"The flight time [from the Libertador airbase] was 40 minutes," Lt. Col. Vladimir Drik said. "The pilots will carry out scheduled preparations at the Caracas airfield before the long flight home."
The aircraft will take off from an airfield near Caracas on September 18 and conduct a 15-hour return flight before landing at a base in Engels, in the southern Saratov Region, on September 19.
The bombers arrived in Venezuela on September 10 and were accompanied by NATO fighters during the 13-hour flight from their home base in central Russia.
During their stay, they successfully carried out a patrol mission along the South American coast.
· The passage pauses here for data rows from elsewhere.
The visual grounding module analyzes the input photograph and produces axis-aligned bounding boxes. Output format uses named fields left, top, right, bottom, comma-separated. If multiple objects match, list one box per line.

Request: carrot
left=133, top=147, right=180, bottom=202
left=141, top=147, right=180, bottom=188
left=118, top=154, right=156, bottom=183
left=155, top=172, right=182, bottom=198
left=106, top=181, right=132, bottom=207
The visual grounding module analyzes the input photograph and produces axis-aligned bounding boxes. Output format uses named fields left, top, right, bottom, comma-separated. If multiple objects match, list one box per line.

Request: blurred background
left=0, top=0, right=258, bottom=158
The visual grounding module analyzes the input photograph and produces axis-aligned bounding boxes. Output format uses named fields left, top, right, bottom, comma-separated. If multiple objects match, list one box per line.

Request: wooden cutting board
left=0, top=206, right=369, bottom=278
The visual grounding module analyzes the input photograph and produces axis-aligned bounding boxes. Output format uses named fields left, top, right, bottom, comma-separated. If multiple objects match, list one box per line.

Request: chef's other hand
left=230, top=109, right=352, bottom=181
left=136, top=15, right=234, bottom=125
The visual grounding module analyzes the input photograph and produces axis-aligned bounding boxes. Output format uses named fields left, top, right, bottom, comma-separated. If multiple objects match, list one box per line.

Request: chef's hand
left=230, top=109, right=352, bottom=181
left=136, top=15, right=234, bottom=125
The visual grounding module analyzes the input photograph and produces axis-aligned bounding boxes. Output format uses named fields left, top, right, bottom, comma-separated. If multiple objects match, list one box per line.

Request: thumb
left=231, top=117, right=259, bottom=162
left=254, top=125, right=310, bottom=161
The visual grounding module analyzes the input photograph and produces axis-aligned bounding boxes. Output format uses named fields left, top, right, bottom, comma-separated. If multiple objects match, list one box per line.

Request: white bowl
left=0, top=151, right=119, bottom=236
The Tu-160 Blackjack is a supersonic, variable-geometry heavy bomber(INFOgraphics , VIDEO), designed to strike strategic targets with nuclear and conventional weapons deep in continental theaters of operation.
According to Drik, the bombers are carrying dummy missiles without warheads and their primary mission is to practice patrol sorties in a tropical climate.
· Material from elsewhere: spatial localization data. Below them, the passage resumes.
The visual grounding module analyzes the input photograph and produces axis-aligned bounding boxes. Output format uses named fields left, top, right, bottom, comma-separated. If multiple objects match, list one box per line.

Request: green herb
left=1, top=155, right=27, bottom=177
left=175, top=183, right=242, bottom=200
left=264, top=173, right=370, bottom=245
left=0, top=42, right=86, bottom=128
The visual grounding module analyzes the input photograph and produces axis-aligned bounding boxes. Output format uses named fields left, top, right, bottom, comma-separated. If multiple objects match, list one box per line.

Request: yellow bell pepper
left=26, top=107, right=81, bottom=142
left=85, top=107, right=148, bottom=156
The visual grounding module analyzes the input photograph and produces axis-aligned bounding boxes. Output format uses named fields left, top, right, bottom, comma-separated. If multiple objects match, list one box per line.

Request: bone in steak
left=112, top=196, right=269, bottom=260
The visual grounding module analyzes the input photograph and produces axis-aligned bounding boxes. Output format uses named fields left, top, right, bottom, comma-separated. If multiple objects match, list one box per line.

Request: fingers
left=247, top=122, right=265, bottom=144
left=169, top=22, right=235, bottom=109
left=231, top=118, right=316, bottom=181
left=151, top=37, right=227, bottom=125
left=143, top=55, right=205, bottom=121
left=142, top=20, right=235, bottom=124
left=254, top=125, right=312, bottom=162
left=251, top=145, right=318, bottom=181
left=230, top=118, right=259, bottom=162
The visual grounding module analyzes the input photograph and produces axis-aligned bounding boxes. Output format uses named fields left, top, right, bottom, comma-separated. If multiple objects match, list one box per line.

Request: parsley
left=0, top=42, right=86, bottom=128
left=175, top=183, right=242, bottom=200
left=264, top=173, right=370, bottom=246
Russia's Foreign Ministry earlier said that the landing of strategic bombers in Venezuela did not mean that Russia had established a military base in the South American country.
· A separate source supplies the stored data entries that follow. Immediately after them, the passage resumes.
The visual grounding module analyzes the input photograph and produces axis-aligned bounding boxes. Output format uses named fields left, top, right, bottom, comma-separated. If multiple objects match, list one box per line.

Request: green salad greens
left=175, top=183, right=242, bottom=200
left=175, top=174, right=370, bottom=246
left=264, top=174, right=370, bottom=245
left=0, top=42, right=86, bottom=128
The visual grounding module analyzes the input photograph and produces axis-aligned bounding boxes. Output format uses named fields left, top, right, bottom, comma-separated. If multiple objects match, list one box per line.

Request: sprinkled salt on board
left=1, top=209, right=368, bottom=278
"Russia does not have military bases in Latin America," Andrei Nesterenko, a spokesman for the Foreign Ministry said. "The landing at the Venezuelan airbase was carried out in line with prior agreements between Russia and Venezuela."
Russia resumed strategic bomber patrol flights over the Pacific, Atlantic and Arctic oceans last August, following an order signed by then-President Vladimir Putin. Russian bombers have since carried out more than 90 strategic patrol flights and have often been escorted by NATO planes.
U.S. Secretary of State Condoleezza Rice said in mid-August that the Bush administration was unhappy with flights by Russian strategic bombers near U.S. borders and accused Moscow of playing a "dangerous game."